The other main problem with destructive treatment is the loss of precious material for life saving purposes. In fact, saphenous veins are the best material for coronary or limbs by-pass.

Destructive techniques, by suppressing the main veins, also suppress venous blood drainage from superficial to deep veins: the risk of varicose vein recurrence is high by the progressive enlargement of collateral veins which replace and overtake the destroyed veins.

Destructive procedures are quite uncomfortable and certainly require a general anaesthesia. They are often performed as a day case but some patients who are having more extensive surgery may require admission overnight. There can be quite extensive bruising which may take some weeks to settle. Patients usually require 2-4 weeks off work to recover. Stripping increases the risk of lymphatic lesions and nerve damage.
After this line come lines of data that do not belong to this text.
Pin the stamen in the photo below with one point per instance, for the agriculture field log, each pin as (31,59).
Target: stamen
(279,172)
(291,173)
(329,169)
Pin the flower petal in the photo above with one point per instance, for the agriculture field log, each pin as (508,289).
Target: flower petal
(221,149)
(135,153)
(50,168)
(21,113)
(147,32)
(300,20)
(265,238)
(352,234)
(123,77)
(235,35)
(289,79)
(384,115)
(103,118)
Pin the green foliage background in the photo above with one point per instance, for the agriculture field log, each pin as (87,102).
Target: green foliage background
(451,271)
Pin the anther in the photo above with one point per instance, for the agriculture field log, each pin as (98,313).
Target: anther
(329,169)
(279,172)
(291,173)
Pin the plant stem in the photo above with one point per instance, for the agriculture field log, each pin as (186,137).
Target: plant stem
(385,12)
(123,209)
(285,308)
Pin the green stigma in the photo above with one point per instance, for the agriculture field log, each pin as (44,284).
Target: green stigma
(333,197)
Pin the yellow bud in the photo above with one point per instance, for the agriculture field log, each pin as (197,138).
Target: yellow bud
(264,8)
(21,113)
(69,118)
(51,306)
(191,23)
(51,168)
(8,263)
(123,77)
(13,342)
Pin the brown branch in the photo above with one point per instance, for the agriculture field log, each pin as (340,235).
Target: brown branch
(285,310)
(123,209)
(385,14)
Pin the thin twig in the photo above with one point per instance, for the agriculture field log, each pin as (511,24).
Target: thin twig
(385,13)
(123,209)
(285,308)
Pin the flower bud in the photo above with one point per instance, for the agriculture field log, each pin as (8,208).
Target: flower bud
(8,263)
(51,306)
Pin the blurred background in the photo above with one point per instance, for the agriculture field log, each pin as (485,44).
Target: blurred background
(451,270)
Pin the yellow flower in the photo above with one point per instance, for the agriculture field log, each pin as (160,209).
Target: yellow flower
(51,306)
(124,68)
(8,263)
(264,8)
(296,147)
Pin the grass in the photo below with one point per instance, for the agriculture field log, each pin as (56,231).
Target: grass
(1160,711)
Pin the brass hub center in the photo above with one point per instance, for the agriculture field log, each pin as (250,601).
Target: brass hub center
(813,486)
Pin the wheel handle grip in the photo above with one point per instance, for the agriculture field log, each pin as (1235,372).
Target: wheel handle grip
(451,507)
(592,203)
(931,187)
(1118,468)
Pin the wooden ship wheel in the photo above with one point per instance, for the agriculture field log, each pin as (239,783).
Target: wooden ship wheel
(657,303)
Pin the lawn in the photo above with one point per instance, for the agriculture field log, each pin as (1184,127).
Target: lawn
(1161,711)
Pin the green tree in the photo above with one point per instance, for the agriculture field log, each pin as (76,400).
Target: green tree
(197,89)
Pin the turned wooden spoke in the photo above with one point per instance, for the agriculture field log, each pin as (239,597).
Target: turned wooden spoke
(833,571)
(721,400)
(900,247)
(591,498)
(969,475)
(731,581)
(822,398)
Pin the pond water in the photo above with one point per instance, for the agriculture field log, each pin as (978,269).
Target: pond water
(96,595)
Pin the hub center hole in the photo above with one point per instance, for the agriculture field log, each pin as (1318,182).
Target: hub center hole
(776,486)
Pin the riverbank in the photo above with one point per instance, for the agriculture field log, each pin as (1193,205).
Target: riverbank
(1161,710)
With C.H.I.V.A we are now capable of treating patients in an almost non traumatic manner with an extremely selective surgical procedure that preserves the saphenous trunks by relieving them of hemodynamic overload.

C.H.I.V.A depends strongly on an extensive and sophisticated duplex examination by an experienced investigator.

Interpretation of venous hemodynamics using ultrasound signals is a major achievement which allows pre-operative mapping. This means that the surgical plan will vary from case to case and that the treatment is personalized and not standardized.